If we are to believe a small Israeli study published seven years ago in the Journal of Andrology, the sleep hormone melatonin reduces the production of estradiol in a quarter of all men. Melatonin also reduces sperm quality in the same group.
Test tube studies show that melatonin inhibits the enzyme aromatase, and animal studies have shown that if too little estradiol is produced, sperm quality declines. Because millions of men worldwide take melatonin to help them sleep or as an anti-aging substance, the researchers wanted to know whether this had an effect on male fertility.
The researchers gave eight healthy men a daily dose of 3 mg melatonin for a period of six months. The product that the researchers used was Melatone. The men took their melatonin pill at 5 o’clock in the afternoon, the time at which the body is most receptive to melatonin.
Below you can see that the sperm quality of two of the eight men did indeed decline. The figure shows the sperm motility before the study started, after 3 and 6 months of taking the supplement, and 3 and 6 months after supplementation had stopped.
The graphs for sperm quantity resemble the graph above.
The concentration of estradiol in the blood also declined in the men whose sperm quality had deteriorated (1 and 3, responders).

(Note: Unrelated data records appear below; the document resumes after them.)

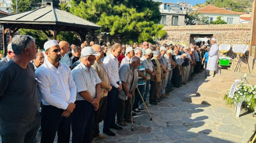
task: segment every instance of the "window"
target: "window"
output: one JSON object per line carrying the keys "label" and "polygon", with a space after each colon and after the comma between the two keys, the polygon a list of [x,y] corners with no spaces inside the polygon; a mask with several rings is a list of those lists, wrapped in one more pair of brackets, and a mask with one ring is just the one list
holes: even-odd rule
{"label": "window", "polygon": [[172,17],[172,25],[178,25],[179,23],[179,16],[173,16]]}
{"label": "window", "polygon": [[233,24],[234,23],[234,18],[228,17],[227,18],[227,24]]}
{"label": "window", "polygon": [[159,24],[166,25],[166,16],[162,15],[161,20],[159,22]]}
{"label": "window", "polygon": [[211,22],[213,20],[213,17],[207,17],[207,20],[209,22],[209,23],[211,23]]}

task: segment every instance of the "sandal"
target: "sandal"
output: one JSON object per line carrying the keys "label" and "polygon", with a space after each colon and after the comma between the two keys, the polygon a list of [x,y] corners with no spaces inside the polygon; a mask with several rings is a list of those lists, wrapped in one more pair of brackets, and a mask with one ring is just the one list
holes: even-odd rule
{"label": "sandal", "polygon": [[[126,122],[129,122],[130,123],[132,122],[131,120],[123,120],[123,121]],[[135,120],[133,119],[133,123],[135,123]]]}
{"label": "sandal", "polygon": [[126,124],[126,123],[123,122],[123,121],[117,123],[117,124],[119,124],[119,125],[120,126],[127,126],[127,124]]}
{"label": "sandal", "polygon": [[156,99],[156,100],[155,100],[155,101],[156,102],[160,102],[160,101],[158,100],[158,99]]}
{"label": "sandal", "polygon": [[156,102],[149,102],[149,103],[152,105],[157,105],[157,103]]}

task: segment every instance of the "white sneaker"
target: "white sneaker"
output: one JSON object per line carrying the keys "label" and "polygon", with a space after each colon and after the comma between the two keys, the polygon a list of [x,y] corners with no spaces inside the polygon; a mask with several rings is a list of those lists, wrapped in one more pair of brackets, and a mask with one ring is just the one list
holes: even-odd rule
{"label": "white sneaker", "polygon": [[148,104],[148,102],[145,102],[145,104],[146,104],[146,106],[148,107],[149,106],[151,106],[151,104]]}

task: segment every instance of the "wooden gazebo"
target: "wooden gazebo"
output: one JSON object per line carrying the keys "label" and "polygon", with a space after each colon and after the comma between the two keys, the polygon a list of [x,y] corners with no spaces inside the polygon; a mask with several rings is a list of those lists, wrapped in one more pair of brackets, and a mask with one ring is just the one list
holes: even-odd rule
{"label": "wooden gazebo", "polygon": [[60,31],[66,31],[76,32],[85,40],[88,31],[94,41],[95,31],[100,29],[100,26],[58,9],[58,0],[44,1],[45,7],[0,18],[5,56],[7,54],[7,33],[9,31],[11,41],[12,37],[20,28],[42,30],[55,40]]}

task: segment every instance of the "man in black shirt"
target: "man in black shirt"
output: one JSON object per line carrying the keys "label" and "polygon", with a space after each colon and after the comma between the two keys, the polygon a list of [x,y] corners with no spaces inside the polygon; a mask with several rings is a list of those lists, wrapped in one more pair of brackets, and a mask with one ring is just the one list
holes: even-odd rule
{"label": "man in black shirt", "polygon": [[35,40],[17,35],[11,43],[15,57],[0,68],[0,135],[3,142],[33,142],[40,126],[37,80],[30,61],[36,57]]}
{"label": "man in black shirt", "polygon": [[80,56],[81,55],[81,48],[78,46],[76,46],[74,47],[74,55],[71,57],[69,60],[70,60],[70,64],[71,66],[74,63],[79,60]]}

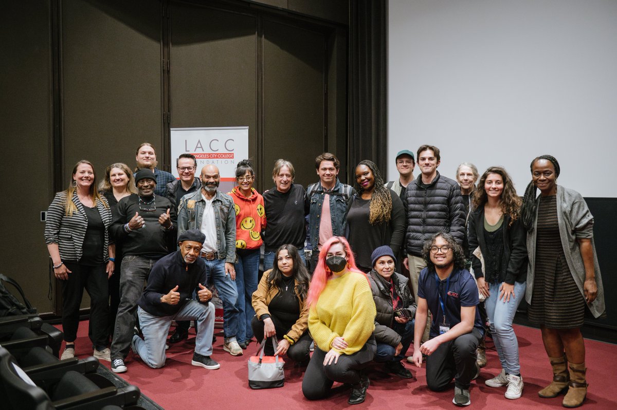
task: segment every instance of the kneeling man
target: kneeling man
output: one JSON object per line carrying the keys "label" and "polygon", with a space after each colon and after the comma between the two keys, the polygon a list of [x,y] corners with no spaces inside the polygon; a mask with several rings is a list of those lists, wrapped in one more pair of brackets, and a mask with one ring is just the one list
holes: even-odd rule
{"label": "kneeling man", "polygon": [[[423,254],[426,268],[418,281],[418,309],[414,335],[413,363],[426,358],[426,383],[436,392],[445,389],[454,379],[457,406],[468,406],[469,388],[478,377],[476,349],[484,334],[478,287],[465,269],[463,248],[450,234],[439,232],[426,241]],[[433,315],[430,338],[420,345],[427,311]]]}
{"label": "kneeling man", "polygon": [[[133,337],[133,351],[151,367],[165,365],[165,345],[172,321],[196,320],[195,353],[191,364],[206,369],[220,365],[210,358],[214,332],[214,305],[207,282],[205,263],[199,257],[205,236],[189,229],[178,238],[180,250],[161,258],[152,267],[148,284],[138,301],[144,335]],[[193,298],[197,293],[199,301]]]}

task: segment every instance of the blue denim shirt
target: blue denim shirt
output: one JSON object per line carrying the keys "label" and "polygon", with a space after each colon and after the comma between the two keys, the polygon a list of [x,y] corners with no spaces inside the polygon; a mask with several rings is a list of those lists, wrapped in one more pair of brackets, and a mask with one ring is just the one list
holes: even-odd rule
{"label": "blue denim shirt", "polygon": [[[178,208],[178,235],[188,229],[199,229],[205,200],[201,190],[188,194],[180,200]],[[236,211],[231,197],[217,191],[212,200],[217,224],[217,252],[219,259],[236,262]]]}
{"label": "blue denim shirt", "polygon": [[[343,195],[347,194],[347,196]],[[334,187],[331,191],[324,191],[321,182],[318,182],[308,186],[307,189],[306,201],[308,204],[308,238],[313,252],[316,252],[319,242],[319,226],[321,218],[321,205],[326,194],[330,199],[330,220],[332,223],[332,233],[334,236],[345,234],[345,213],[347,202],[355,193],[355,190],[349,185],[341,184],[338,178]],[[336,195],[338,194],[339,195]]]}

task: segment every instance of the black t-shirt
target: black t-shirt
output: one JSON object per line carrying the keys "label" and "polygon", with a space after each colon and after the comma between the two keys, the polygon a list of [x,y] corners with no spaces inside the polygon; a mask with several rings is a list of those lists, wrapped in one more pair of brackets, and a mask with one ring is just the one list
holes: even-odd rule
{"label": "black t-shirt", "polygon": [[286,244],[298,248],[304,247],[307,236],[304,216],[308,213],[304,195],[304,187],[296,184],[292,184],[286,192],[274,187],[263,193],[267,221],[263,234],[265,252],[274,252]]}
{"label": "black t-shirt", "polygon": [[105,242],[105,226],[96,207],[83,207],[88,218],[88,228],[83,238],[81,259],[79,263],[89,266],[104,263],[103,244]]}

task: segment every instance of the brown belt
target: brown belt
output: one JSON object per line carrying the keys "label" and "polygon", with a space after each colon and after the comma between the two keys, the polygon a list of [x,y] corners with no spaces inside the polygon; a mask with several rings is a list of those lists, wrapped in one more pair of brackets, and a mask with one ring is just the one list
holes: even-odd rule
{"label": "brown belt", "polygon": [[199,252],[199,256],[207,261],[211,261],[218,258],[218,252]]}

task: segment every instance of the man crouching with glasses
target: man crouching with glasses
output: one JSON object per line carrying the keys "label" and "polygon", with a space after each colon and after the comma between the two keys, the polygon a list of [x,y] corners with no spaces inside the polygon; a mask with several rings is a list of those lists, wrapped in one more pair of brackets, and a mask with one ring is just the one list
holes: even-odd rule
{"label": "man crouching with glasses", "polygon": [[[413,363],[426,358],[426,383],[436,392],[445,390],[454,379],[457,406],[471,403],[470,386],[479,373],[476,349],[484,333],[478,287],[465,269],[463,248],[450,234],[439,232],[423,250],[426,268],[418,281],[418,309],[414,330]],[[433,320],[428,340],[420,345],[428,311]]]}
{"label": "man crouching with glasses", "polygon": [[[195,353],[191,364],[210,370],[220,365],[210,357],[214,332],[212,292],[205,287],[205,263],[199,252],[205,236],[189,229],[178,238],[180,250],[160,259],[152,268],[148,284],[138,301],[138,314],[144,335],[133,337],[133,351],[151,367],[165,365],[165,345],[173,320],[196,320]],[[193,292],[198,300],[193,298]]]}

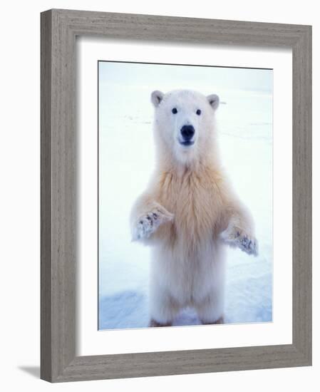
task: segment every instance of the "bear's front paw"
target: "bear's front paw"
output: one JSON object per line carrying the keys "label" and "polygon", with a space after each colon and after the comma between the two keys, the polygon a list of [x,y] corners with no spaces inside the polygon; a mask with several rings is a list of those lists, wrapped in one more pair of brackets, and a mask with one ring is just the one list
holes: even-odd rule
{"label": "bear's front paw", "polygon": [[237,247],[248,254],[258,255],[258,242],[239,227],[228,227],[221,233],[221,237],[228,245]]}
{"label": "bear's front paw", "polygon": [[159,205],[138,219],[133,228],[133,241],[148,238],[161,225],[172,219],[173,215]]}

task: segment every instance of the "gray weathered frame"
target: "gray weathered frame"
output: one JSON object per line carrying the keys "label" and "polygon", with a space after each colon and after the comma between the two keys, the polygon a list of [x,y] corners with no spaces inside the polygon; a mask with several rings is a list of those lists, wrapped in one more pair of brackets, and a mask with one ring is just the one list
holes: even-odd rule
{"label": "gray weathered frame", "polygon": [[[76,37],[293,53],[292,344],[76,356]],[[51,382],[311,364],[311,27],[53,9],[41,14],[41,360]]]}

The melatonin supplement had no effect on the testosterone level. In the two responders the melatonin supplement caused a considerable increase in the testosterone-estradiol ratio.
The researchers conclude that it may be advisable for men who want children to be careful about taking melatonin for long periods of time. “We call for extra precaution when considering the long-term use of melatonin”, they write. But we have a vague suspicion that the results of this study may well encourage some men to try out melatonin.